Filenews 16 November 2025
Demand for olive oil is forecast to continue to rise, due in part to its low price, the Food and Agriculture Organization of the United Nations said on Friday, expecting a "possible" record level of trade during the current period, despite tariffs imposed by the US government.
After a period of drought that led to a decrease in supply and a sharp increase in price, at the beginning of 2024, production was restored and is expected to be stable for the 2025-26 season, at 3.4 million tons, according to the FAO.
The wholesale price in Spain, the world's largest producer (about 40% of the total) fell by almost half compared to the peak price reached in January 2024. In September, it had fallen by 13% below the average price of the last five years. The trend is similar in Greece.

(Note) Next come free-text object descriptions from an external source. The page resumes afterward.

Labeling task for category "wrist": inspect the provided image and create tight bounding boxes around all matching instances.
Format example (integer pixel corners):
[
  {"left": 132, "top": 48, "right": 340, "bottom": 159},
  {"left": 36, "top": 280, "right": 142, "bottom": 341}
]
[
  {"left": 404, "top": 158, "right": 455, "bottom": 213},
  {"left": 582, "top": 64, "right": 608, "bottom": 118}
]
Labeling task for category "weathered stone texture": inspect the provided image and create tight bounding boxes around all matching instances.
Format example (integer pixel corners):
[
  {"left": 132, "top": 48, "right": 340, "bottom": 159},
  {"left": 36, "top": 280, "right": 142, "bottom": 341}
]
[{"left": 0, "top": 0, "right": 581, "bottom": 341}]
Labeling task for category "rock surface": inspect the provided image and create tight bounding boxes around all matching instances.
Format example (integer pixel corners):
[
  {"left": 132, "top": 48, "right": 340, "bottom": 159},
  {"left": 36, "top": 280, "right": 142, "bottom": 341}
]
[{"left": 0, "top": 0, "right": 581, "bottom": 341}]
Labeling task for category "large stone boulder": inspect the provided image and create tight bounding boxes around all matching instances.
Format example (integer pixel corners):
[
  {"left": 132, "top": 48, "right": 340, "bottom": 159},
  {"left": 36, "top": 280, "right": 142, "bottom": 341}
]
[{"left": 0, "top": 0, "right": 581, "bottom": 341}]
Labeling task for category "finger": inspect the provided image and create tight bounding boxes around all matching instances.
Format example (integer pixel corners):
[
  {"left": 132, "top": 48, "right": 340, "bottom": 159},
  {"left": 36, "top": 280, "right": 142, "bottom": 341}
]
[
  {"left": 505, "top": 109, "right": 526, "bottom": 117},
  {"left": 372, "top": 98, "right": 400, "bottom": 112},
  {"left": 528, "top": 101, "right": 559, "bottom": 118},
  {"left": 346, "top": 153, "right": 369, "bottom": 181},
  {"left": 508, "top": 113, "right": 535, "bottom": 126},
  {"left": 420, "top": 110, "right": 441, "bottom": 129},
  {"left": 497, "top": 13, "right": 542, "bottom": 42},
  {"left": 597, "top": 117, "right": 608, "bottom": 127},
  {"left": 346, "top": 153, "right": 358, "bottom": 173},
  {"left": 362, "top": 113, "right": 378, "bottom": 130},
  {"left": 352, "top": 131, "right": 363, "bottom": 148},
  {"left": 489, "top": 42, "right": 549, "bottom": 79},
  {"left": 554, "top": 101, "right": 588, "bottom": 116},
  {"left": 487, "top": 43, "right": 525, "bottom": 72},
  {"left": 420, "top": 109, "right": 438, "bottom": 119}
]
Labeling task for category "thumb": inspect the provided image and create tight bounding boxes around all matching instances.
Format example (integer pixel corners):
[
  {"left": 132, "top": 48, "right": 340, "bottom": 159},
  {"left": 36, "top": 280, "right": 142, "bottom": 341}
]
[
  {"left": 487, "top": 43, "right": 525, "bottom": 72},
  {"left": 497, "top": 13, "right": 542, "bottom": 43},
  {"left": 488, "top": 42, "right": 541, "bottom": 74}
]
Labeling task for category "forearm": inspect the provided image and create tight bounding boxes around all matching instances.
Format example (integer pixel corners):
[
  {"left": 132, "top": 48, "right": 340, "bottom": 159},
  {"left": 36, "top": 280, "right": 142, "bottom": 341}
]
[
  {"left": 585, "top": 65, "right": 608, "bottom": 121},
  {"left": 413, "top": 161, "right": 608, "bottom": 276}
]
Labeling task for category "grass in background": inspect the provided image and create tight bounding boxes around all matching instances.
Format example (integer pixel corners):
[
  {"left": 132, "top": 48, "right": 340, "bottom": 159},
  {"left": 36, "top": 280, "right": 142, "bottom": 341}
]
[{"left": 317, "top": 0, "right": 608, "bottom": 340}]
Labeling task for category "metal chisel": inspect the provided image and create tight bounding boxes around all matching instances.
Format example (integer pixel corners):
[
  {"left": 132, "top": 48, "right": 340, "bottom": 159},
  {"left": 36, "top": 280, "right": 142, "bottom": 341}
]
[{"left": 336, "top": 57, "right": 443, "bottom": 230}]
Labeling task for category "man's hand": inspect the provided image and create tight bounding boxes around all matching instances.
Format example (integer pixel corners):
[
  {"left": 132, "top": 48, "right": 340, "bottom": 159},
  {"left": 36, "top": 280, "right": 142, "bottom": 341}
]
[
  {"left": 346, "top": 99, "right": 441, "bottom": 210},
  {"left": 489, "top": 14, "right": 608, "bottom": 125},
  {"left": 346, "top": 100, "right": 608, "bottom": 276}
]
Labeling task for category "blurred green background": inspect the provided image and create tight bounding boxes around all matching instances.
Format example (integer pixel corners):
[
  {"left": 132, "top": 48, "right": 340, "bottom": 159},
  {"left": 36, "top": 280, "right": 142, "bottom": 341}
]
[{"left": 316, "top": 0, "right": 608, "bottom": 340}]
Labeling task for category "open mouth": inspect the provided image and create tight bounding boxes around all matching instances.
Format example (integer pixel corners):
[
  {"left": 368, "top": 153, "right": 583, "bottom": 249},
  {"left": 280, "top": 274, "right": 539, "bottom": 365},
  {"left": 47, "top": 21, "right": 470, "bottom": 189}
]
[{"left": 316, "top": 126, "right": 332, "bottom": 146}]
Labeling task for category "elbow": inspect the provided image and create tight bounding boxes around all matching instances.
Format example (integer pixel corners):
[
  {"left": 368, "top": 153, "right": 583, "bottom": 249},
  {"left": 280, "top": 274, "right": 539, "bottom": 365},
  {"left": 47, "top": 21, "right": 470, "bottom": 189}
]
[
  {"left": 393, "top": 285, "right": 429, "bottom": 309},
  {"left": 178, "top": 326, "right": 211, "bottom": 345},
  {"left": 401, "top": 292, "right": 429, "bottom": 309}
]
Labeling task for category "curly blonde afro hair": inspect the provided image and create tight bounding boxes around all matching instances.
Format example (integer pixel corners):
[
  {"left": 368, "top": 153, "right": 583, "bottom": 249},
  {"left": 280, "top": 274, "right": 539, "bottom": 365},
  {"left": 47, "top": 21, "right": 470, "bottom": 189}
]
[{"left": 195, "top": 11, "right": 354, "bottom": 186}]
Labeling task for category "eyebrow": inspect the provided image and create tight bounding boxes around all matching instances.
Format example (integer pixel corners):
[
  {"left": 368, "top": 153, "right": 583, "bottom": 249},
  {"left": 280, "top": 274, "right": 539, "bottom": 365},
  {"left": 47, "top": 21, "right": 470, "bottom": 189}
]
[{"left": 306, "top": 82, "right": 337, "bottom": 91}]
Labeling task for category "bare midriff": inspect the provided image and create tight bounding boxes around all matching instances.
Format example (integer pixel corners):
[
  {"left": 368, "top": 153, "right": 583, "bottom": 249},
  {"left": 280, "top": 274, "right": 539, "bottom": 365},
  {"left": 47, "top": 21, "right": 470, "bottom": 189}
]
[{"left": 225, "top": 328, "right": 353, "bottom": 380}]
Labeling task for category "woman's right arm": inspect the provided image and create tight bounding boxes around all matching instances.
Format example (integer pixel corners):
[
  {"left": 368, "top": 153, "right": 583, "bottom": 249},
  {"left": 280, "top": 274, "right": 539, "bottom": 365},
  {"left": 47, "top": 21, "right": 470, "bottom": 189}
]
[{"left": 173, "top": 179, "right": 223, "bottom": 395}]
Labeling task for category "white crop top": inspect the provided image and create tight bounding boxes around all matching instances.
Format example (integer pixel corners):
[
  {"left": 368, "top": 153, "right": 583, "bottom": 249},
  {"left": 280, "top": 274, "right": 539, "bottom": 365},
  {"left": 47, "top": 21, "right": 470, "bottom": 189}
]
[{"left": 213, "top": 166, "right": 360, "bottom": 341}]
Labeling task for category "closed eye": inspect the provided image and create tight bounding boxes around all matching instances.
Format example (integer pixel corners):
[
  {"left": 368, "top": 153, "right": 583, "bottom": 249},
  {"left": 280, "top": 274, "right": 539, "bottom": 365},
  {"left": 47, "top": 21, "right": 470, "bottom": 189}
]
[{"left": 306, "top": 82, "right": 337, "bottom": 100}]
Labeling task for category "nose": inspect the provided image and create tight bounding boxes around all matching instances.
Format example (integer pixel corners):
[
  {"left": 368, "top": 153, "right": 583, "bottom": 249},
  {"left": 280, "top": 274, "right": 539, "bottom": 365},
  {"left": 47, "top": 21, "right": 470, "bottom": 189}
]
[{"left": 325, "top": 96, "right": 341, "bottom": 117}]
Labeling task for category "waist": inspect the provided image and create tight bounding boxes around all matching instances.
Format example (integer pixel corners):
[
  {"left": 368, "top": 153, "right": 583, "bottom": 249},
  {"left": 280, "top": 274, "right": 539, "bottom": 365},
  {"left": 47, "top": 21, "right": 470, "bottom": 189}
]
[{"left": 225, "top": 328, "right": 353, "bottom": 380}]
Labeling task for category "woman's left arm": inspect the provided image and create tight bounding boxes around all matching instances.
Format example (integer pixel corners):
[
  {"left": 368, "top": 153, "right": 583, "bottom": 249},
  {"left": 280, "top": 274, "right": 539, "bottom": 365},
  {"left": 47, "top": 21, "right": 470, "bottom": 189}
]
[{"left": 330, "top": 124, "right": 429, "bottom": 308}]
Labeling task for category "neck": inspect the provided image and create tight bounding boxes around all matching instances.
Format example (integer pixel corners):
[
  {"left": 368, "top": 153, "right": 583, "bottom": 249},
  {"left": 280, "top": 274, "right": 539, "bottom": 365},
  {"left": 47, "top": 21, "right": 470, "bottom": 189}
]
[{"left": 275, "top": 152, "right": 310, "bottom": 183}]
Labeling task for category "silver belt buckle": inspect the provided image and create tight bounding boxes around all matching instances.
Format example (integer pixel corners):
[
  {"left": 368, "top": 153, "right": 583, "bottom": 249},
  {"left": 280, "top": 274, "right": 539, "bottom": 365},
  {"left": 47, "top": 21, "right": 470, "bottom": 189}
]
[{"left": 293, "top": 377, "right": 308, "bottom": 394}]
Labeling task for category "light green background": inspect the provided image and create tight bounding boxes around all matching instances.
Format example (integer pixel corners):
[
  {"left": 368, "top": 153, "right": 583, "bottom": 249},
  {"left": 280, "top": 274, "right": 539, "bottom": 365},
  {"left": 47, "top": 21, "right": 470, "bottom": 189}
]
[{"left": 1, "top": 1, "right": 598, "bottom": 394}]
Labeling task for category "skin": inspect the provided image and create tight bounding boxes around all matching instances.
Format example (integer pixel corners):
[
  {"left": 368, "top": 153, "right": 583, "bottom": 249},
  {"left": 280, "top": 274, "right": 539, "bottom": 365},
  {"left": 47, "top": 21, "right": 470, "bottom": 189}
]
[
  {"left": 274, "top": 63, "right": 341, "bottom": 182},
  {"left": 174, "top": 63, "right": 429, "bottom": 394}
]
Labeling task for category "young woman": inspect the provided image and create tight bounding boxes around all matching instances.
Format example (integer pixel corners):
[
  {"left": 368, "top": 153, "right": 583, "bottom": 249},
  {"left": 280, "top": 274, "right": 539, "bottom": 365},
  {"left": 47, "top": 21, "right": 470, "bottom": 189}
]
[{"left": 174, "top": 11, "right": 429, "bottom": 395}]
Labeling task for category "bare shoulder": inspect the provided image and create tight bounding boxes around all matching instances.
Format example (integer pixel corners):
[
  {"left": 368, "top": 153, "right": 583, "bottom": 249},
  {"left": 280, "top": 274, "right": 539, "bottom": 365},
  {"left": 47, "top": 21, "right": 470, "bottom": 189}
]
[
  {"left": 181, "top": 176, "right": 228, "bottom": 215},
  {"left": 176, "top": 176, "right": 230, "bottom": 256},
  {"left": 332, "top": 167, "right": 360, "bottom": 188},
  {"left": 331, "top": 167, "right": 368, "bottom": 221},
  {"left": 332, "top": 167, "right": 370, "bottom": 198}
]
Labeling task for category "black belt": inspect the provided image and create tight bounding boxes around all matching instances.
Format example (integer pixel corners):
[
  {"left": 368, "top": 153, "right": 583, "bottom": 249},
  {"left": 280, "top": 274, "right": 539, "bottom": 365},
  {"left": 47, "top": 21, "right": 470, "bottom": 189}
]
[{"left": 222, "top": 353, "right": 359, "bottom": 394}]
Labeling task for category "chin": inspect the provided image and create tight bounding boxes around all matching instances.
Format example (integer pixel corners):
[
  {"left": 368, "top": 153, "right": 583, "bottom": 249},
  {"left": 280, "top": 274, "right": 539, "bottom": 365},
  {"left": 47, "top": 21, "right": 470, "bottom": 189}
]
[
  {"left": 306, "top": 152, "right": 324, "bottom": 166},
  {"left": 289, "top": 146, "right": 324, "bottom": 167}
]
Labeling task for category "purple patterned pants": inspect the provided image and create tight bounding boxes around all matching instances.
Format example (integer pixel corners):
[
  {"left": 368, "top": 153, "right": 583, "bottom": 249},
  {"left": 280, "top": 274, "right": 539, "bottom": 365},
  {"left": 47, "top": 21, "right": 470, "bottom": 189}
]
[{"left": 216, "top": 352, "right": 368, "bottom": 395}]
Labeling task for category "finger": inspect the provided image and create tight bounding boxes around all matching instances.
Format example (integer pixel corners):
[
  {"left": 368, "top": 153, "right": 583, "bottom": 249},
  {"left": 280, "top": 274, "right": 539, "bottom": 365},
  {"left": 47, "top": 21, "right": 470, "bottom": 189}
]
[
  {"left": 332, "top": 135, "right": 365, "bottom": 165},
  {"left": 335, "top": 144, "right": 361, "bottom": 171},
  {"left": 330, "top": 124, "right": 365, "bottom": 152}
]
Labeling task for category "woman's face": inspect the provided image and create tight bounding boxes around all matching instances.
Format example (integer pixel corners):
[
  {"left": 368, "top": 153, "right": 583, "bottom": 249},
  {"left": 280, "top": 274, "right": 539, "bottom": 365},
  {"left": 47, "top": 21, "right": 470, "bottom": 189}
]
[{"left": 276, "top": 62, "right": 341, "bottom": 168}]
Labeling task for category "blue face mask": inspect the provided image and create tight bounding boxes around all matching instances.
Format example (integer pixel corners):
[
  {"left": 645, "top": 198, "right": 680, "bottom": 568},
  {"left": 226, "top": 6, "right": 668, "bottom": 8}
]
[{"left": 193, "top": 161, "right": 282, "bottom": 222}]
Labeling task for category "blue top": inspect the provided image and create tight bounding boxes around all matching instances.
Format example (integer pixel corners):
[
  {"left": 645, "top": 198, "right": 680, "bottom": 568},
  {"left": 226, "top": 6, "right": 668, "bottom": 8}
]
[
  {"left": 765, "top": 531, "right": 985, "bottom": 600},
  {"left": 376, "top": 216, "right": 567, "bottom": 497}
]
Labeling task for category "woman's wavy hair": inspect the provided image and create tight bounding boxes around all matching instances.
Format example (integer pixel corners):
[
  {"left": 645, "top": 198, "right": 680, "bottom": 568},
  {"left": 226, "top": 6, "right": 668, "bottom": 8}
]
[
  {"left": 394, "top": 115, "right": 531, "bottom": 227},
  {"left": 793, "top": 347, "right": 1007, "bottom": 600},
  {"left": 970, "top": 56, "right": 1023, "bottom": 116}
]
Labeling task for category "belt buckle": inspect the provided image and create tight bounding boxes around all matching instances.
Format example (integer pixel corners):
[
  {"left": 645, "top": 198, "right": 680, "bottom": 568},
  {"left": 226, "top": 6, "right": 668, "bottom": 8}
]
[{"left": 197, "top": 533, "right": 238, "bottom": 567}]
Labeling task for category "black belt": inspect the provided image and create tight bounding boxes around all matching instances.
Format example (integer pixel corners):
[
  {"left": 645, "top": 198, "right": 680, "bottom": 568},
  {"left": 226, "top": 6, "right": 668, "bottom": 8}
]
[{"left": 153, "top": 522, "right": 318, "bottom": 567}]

In contrast, the price remains quite high in Italy, where the drought extended into the summer of 2024.
In terms of production, the abundant rains in Tunisia led to a record harvest of more than 400,000 tons, which means that this country could emerge as the world's second-largest producer for the 2025-26 season, with 13% of the total.
Spain had good weather conditions at the beginning of the season, but in the summer it experienced drought and the volume of production is expected to be stable, while in Greece and Turkey the harvest is expected to be smaller compared to last year.
"Global consumption and trade are expected to continue to grow" although the former will not yet return to pre-2022 levels, the FAO estimates.
The EU will remain the largest exporter of olive oil "although the increased tariffs imposed by the US may lead to a decrease in volumes," the report added.
– In Cyprus, several olive mills buy oil at a wholesale price at prices between €4 and €5 per liter. Olive oil in bulk, in the retail market, by producers, is currently sold from €5 to €7 per liter.